Author’s Estate Sues Harry Potter’s U.S. Publisher
July 13 2010
The trustee of the estate of late British author Adrian Jacobs has filed a copyright infringement suit in the U.S. District Court for the Southern District of New York against Scholastic Inc., the U.S. publisher of the Harry Potter series (Allen v. Scholastic Inc., S.D.N.Y., No. 10-5335, filed 7/13/10).
The suit, filed on July 13, charges that Harry Potter author J.K. Rowling copied a substantial part of Jacobs’ 1987 book, The Adventures of Willy the Wizard. The complaint alleges that J.K. Rowling’s Harry Potter and the Goblet of Fire “is substantially similar to the protectable expression in Willy the Wizard.” The estate also points out that Jacobs’ literary agent, Christopher Little, is the same agent who went on to “discover” J.K. Rowling and oversee the Harry Potter brand worldwide.

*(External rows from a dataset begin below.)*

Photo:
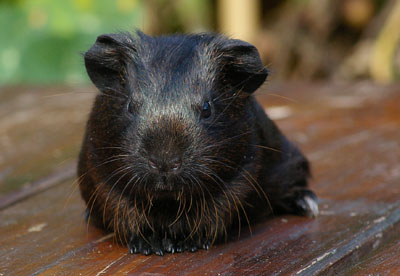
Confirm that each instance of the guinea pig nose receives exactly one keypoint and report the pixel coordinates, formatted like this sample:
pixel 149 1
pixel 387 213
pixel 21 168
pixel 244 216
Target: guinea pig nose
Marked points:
pixel 164 166
pixel 175 164
pixel 152 164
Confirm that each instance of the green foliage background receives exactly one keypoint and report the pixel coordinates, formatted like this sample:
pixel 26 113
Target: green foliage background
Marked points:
pixel 41 40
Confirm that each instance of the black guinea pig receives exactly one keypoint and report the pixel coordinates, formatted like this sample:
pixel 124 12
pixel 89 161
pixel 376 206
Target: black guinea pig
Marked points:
pixel 177 152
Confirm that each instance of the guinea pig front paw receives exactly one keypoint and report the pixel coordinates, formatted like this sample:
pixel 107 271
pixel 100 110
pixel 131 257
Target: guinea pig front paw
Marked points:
pixel 158 246
pixel 306 203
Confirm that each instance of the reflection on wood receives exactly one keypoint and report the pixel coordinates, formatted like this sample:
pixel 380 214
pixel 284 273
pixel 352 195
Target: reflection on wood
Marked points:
pixel 350 133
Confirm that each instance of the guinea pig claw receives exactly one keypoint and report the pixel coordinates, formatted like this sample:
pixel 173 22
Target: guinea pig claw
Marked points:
pixel 307 203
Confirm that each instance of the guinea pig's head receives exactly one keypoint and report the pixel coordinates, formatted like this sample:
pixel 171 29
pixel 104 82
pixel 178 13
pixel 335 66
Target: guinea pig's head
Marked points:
pixel 174 113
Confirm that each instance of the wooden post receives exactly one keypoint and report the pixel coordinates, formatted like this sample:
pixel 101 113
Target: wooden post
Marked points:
pixel 239 18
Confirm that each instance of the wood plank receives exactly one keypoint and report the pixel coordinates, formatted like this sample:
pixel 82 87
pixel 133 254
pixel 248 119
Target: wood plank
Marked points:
pixel 353 144
pixel 40 133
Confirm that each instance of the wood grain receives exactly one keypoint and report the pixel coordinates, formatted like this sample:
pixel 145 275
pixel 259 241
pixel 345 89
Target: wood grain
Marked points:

Last February, J.K. Rowling was joined as a defendant in a suit at England’s High Court of Justice brought against Harry Potter’s British publisher Bloomsbury Publishing PLC.
Read the complaint in Allen v. Scholastic Inc.
Benoît Battistelli Takes Over at EPO, Replacing Alison Brimelow
July 1, 2010
Benoît Battistelli on July 1 replaced Alison Brimelow as president of the European Patent Office. Brimelow, whose term ended June 30, called the EPO “one of Europe's great success stories” and said that now is not the time for complacency because “[t]here is more to be done.”
According to a June 30 EPO press release, Brimelow told the EPO Administrative Council:
The EPO is one of Europe's great success stories. But success is not sustained by a complacent reflection on how wonderful we are. There is more to be done. Societal and economic expectations evolve. So must the EPO.…
The EPO was launched as a great adventure, with no guarantee of success. Look at us now. The founding fathers were bold, groundbreaking and visionary. It is that spirit that we need to sustain and cherish. I am sure Benoît Battistelli will do so. I wish him every success.
Battistelli, a French national, praised the work of his UK predecessor in maintaining the EPO’s prominence as an office known for high patent quality, and added that the EPO can work more cohesively to ensure improved future performance. "My first EPO internal priority will be to develop a climate of trust between the management and staff of the Office," Battistelli said in a July 1 EPO press statement.
Battistelli was elected President in March 2010 by the Administrative Council of the European Patent Organisation, the EPO's governing body. His term of office is five years.